To the west and northwest of the McMinnville viticultural area, the petition notes, the soils transition to those of the Olyic and Hembre associations. While these soils are also shallow silty clay and clay loams, they tend to be acidic. To the north of the McMinnville area (within another viticultural area named Yamhill-Carlton District), a greater percentage of the soils are of the Woodburn-Willamette association. These soils are of greater depth, 60 in, and have higher available moisture (12 to 13 in). The Woodburn-Willamette soils also predominate to the south and southwest of the McMinnville area. The petitioner stated that the most distinctive geological feature within the McMinnville viticultural area is the Nestucca Formation, a 2000 ft thick bedrock formation that extends west from the city of McMinnville to the slopes of the Coast Range. This formation contains marine sandstone and mudstone with intrusions of marine basalts. These intrusions differentiate the formation from the pure basaltic parent materials found under the Red Hills and Chehalem Mountains and the pure marine sedimentary materials of the Yamhill Formation found on the valley floor.
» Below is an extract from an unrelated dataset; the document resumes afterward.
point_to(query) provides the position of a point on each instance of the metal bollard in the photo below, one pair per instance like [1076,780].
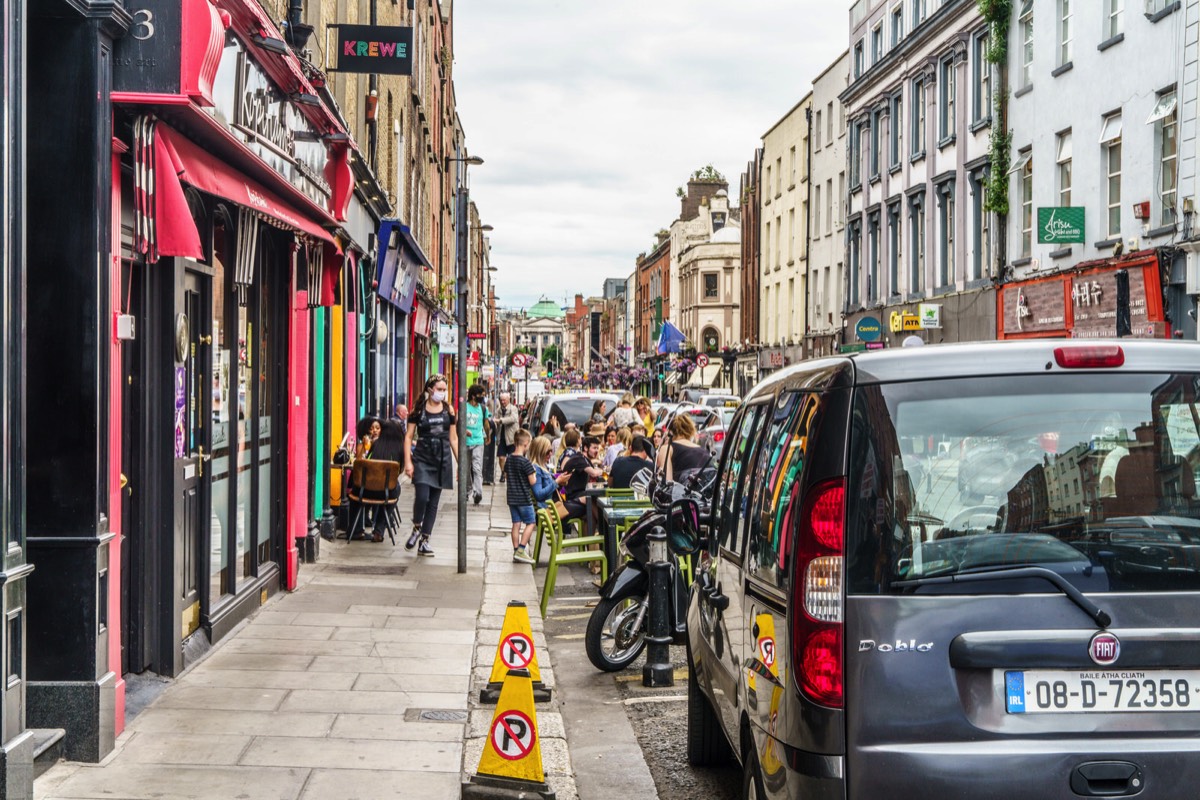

Because of these marine basalts, the petition notes that the ground water composition of the McMinnville viticultural area is significantly different from that of areas to the east. According to data obtained from Oregon State University's Drinking Water Program, it contains greater dissolved sodium (66 mg/L vs. 16 mg/L), less dissolved potassium (0.9 mg/L vs. 3.8 mg/L), and greater dissolved boron (230 μg/L vs. 20 μg/L) than the ground water east of McMinnville. The petitioner asserts that significant variations in these component materials can result in grapes with unique flavor and development characteristics.